Publié le 17/08/2026

Le Conseil constitutionnel a rendu sa décision sur la loi Ripost le 14 août, validant pour l’essentiel l’article 50 du texte, qui prolonge et étend l’expérimentation de vidéosurveillance algorithmique (VSA) prévue par la loi du 19 mai 2023 relative aux Jeux olympiques et paralympiques 2024. Le texte reporte la fin de cette expérimentation au 31 décembre 2030 et l’étend aux images captées dans certains bâtiments ou lieux ouverts au public, au-delà du seul cadre des manifestations sportives, récréatives ou culturelles et des transports. 

Les députés auteurs des deux saisines contestaient notamment l’extension de la VSA à des bâtiments en raison de leur nature, la durée jugée excessive de l’autorisation, ainsi que la modification de l’équilibre de l’expérimentation qui irait au-delà d’une simple prorogation. Ils invoquaient une méconnaissance du droit au respect de la vie privée et du droit à un recours juridictionnel effectif. 

Le Conseil constitutionnel a écarté l’essentiel de ces griefs. Il estime en effet que le dispositif répond à l’objectif de valeur constitutionnelle de prévention des atteintes à l’ordre public et que son usage reste réservé aux bâtiments ou lieux exposés à des risques de terrorisme ou d’atteintes graves à la sécurité des personnes, à l’exclusion des seuls risques pour les biens. Il note que l’autorisation du représentant de l’État doit être motivée, proportionnée et peut faire l’objet d’un recours devant le juge administratif, y compris en référé. Il souligne également que ces traitements ne recourent à aucune technique de reconnaissance faciale ni à aucune donnée biométrique, et ne peuvent faire l’objet d’aucune interconnexion avec d’autres traitements de données personnelles. 
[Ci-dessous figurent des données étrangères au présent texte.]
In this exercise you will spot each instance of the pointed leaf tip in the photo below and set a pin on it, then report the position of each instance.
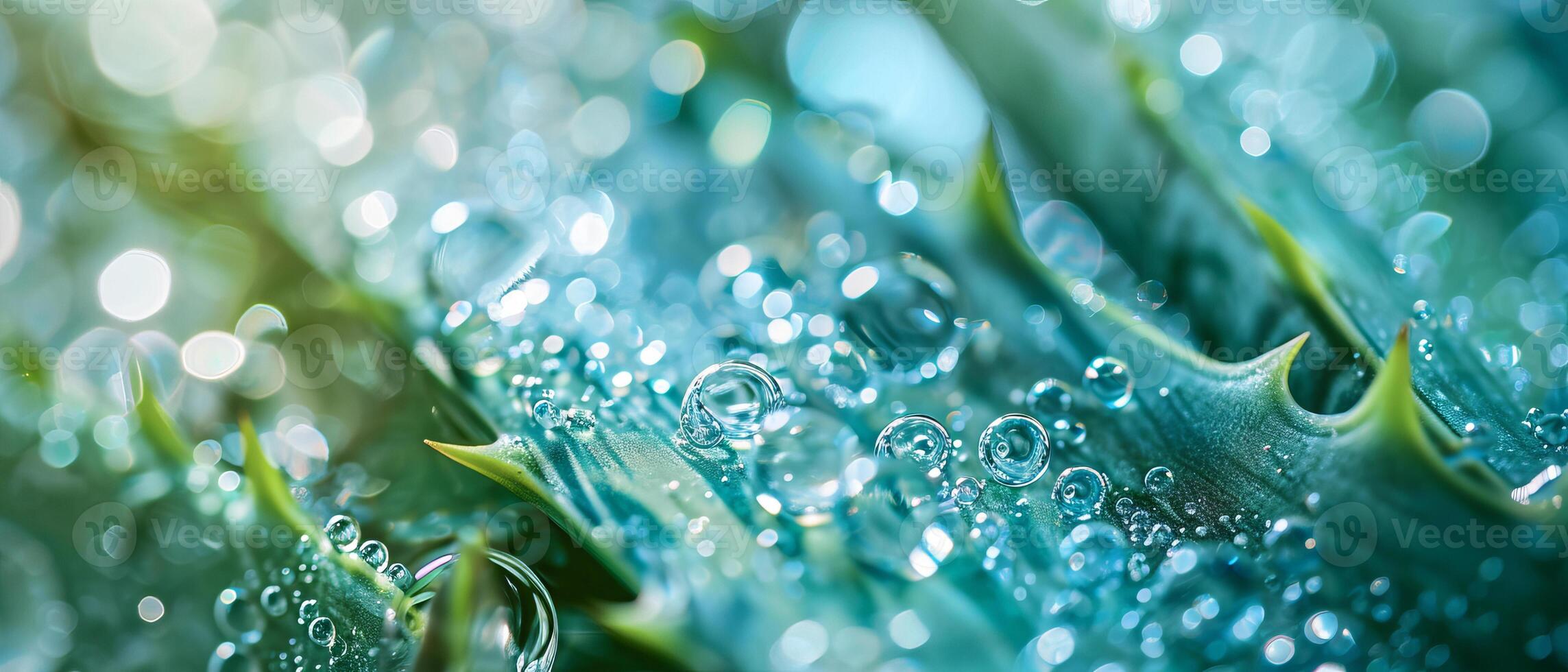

La décision comporte toutefois une réserve d’interprétation sur la durée d’autorisation applicable aux bâtiments et lieux exposés à un risque permanent. Le texte prévoyait, pour ces cas, que la durée de l’autorisation de traitement algorithmique soit alignée sur celle de l’autorisation du dispositif de vidéoprotection lui-même, pouvant ainsi atteindre jusqu’à cinq ans sans réexamen périodique obligatoire. Le Conseil constitutionnel juge qu’une telle durée  méconnaît le droit au respect de la vie privée. Il pose donc comme condition de conformité à la Constitution que la durée de l’autorisation de ces traitements ne peut excéder trois mois, renouvelables selon les mêmes modalités. 

Cette décision confirme la ligne dégagée par le Conseil constitutionnel en mars 2026 sur la précédente prolongation de l’expérimentation jusqu’en 2027, tout en encadrant plus strictement l’extension aux bâtiments à risque permanent introduite par la loi Ripost. Le dispositif pourra donc être déployé selon le calendrier et le périmètre élargi votés par le Parlement.